According to CNW, “Condemnation of the CCSA for releasing a wrong-headed analysis of the 1994 tobacco tax rollbacks has been expressed by many health organizations including Physicians for a Smoke-Free Canada. The CCSA study has also been severely criticized by a group of Quebec economists with Analysis Group on behalf of the Quebec Coalition for Tobacco Control.”

By “wrong-headed”, of course, they mean the HEC study contradicts the teachings of the Holy Church of the Anti-Smoker. And, everybody knows the doctrine of the cult can never be questioned.

At any rate, it's not surprising that “health organizations” like the NSRA, Physicians for a Smokefree Canada and the Quebec Coalition for Tobacco Control would condemn the CCSA for questioning church doctrine. Condemnation and the demonizing of smokers (referred to by the anti-smoker cult as de-normalization). is what they're all about. Nor is it surprising that former WHO (World Health Organization) economist Emmanuel Guindon would offer up a criticism on the HEC study. After all, the whole concept of de-normalization originated with that organization.

The anti-smoker crowd has always played fast and loose with the truth, claiming every study which disagrees with (their) conventional wisdom is dishonest, flawed or the work of big tobacco front groups. The main stream media seldom publishes information which does not carry the ant-smoker seal of approval. And the vast majority of the unquestioning public is unlikely to go wading through hundreds of scientific journals on the internet or the local library to uncover the truth.

The HEC study, released in January, 2010, was newsworthy because it challenged conventional wisdom, that smoking prevalence can be controlled by high taxes. But, after a pretty thorough search on Google, I couldn't find a single article in Canada's mainstream media. In fact, I only found a handful of blog entries on the subject, including my original source for the information, CAGE (Canadians Against Government Encroachment).

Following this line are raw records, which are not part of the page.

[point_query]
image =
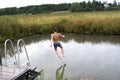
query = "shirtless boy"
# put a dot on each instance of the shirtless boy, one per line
(55, 39)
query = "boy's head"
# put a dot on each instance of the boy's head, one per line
(55, 30)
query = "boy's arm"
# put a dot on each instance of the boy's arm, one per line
(51, 40)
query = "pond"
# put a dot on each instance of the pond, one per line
(86, 57)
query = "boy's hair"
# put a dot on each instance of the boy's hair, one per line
(55, 30)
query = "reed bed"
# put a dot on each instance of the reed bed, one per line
(101, 23)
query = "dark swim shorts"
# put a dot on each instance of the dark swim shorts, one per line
(57, 44)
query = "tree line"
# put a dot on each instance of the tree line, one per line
(73, 7)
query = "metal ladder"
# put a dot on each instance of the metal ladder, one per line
(28, 73)
(17, 59)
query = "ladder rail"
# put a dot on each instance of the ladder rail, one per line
(5, 50)
(18, 48)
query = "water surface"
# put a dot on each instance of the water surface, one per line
(86, 57)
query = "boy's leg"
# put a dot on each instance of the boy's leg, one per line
(62, 50)
(57, 53)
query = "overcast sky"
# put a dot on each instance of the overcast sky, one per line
(20, 3)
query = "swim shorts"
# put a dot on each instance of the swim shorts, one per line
(57, 44)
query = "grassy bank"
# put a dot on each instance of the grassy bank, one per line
(18, 26)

But, I did find the CTUMS (Canadian Tobacco Use Monitoring Survey) for 2003. And, what really caught my eye was a chart on the first page of the report showing smoking prevalence trends from 1985 to 2003. A picture, they say, is worth a thousand words. And, the graphic certainly points out the truth of the underlying data better than words could ever explain.

The chart (shown above, slightly modified) shows the smoking rate for youths (15 to 19 years of age) in 1985 and 1991.There is a steady decline during that period which ends in 1991, and then increases through 1996 where, once again, it begins to decline. For the age group 20 to 24, the smoking rate levels out in 1991, then continues its decline from 1994. For the age group 25+, the smoking rate shows a continuous decline from 1985 onward.

Clearly, the change in trend began in 1991, almost three years prior to the government reduction in tobacco taxes in February of 1994. This timing appears to be corroborated by data from Statistics Canada in their Report on Smoking Prevalence in Canada, 1985 to 1999. “There was a significant and large increase (6.5 percentage points) in current smoking prevalence for 15 to 19 year-olds between 1991 and January 1, 1994. Since 1994, there has been no significant change in current smoking prevalence of youth.”

In other words, the existing data from statistics Canada substantiates the HEC study showing no significant change in smoking prevalence due to the decrease in tobacco taxes in 1994. This should come as no surprise since the HEC Report was based on Statistics Canada data.

It is quite likely that the increase in smoking prevalence during the early nineties, attributed to the reduction of tobacco taxes by the anti-smoker crowd, was actually the result of the growing availability of cheap contraband which began around 1989.

Dealers in black market cigarettes don't require proof of age and they sell their contraband at pocket money prices which many teenagers can afford. Higher taxes encourage the black market, which in turn, means cheaper smokes for kids. The anti-smoker crowd doesn't seem to understand.

The simple facts are that tobacco taxes represent the profit margin available to smugglers and dealers in contraband. The higher the tax, the greater the potential profits. And, tobacco taxes in Canada are at record setting levels, as is the problem with contraband.

Reducing taxes to combat smuggling makes sense.